The algorithms for Bubble, Selection, and Insert sort are all very *linear*. They traverse the array one element at a time in a specific direction. Instead, we can break the array down into smaller pieces (in fact, down to the individual items) and when we *traverse back up the tree*, we can sort as we go. This creates a much faster sorting process. Here's an animation and still image from Wikipedia:

In the still image above, you can see a "top-down" approach where we separate the sorting process into 'threads' that get taken care of in the green arrows (after the halfway point). Those green arrows occur during the *return* portion of the algorithm and the sort is performed by **copying** the data into a **new** array (we do not modify the original).

Here is the algorithm in action as a folk dance (I recommend speeding this one up).

**Merge Sort utilizes three functions:**

**Merge Sort utilizes three functions:**

mergeSort(list) { to start things off }

mergeSortHelper(list, from, to, tempList) { this is the recursive one }

merge(list, from, mid, to, tempList) { for putting the pieces back together }

Name the functions what you want, but essentially mergeSortHelper is the *recursive* function. tempList starts as an empty array (same length as list) in which we place the sorted data. Note that we do *not* sort in place - which means we don't touch the original array. The merge function copies, "merges", the data back together into tempList.

**Where to Start:**

**Where to Start:**

**A.** mergeSort(list): Here we generate an empty array that is the same length as list and begin the recursive process:

// Generate an empty array of correct length

let temp = new Array(list.length);

mergeSortHelper(list, 0, list.length - 1, temp);

**B.** mergeSortHelper(list, from, to, tempList): Here we need to accomplish 4 things, assuming we have work to do (ie. until the base case is found).

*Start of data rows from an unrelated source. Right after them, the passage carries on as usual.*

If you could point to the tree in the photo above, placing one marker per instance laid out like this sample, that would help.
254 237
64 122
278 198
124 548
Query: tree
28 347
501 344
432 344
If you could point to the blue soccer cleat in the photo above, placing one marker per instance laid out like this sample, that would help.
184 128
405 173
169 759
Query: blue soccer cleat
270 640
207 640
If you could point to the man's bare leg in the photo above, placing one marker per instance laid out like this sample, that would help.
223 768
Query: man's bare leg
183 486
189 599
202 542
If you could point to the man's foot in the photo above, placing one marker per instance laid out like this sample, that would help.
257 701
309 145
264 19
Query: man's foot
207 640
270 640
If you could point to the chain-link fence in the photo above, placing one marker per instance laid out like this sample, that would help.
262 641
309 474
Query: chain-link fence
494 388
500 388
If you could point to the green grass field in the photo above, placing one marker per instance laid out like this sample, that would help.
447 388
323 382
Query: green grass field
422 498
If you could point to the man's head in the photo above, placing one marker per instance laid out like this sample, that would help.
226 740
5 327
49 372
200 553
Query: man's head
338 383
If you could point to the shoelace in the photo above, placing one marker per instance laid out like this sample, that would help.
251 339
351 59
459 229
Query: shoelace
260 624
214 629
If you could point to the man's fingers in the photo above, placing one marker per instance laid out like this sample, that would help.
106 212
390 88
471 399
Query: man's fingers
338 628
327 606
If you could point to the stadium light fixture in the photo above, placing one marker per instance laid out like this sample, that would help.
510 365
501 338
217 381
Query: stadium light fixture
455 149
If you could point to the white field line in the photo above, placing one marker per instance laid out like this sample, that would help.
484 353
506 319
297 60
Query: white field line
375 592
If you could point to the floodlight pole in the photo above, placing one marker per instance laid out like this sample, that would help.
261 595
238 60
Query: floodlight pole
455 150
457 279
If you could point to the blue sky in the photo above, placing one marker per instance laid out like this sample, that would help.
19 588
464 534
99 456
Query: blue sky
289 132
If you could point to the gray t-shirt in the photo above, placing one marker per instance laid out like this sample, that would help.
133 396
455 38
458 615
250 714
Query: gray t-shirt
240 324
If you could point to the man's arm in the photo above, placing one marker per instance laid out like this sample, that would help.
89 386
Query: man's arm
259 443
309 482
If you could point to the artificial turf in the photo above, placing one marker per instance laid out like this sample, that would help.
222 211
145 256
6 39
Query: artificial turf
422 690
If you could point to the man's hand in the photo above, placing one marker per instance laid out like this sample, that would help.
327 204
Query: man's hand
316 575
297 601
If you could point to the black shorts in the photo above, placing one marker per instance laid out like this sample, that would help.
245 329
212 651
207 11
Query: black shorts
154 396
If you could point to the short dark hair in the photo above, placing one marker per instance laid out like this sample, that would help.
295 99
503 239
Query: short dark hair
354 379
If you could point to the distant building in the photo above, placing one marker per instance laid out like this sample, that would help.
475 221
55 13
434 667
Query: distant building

Find the middle index (round if necessary) in order to split the current values into "left" and "right".

Recurse on the left half, in order to split it.

Recurse on the right halve, in order to split it.

Merge the two sides back together into tempList in a sorted order.

**C.** merge(list, from, mid, to, tempList): One-by-one, copy from list to tempList in a sorted order. Lowest first, then the next, then the next. The values from, mid, and to are to assist with keeping track of where to begin and end.

Head over to Replit and implement the mergeSort algorithm using JavaScript and the details given above.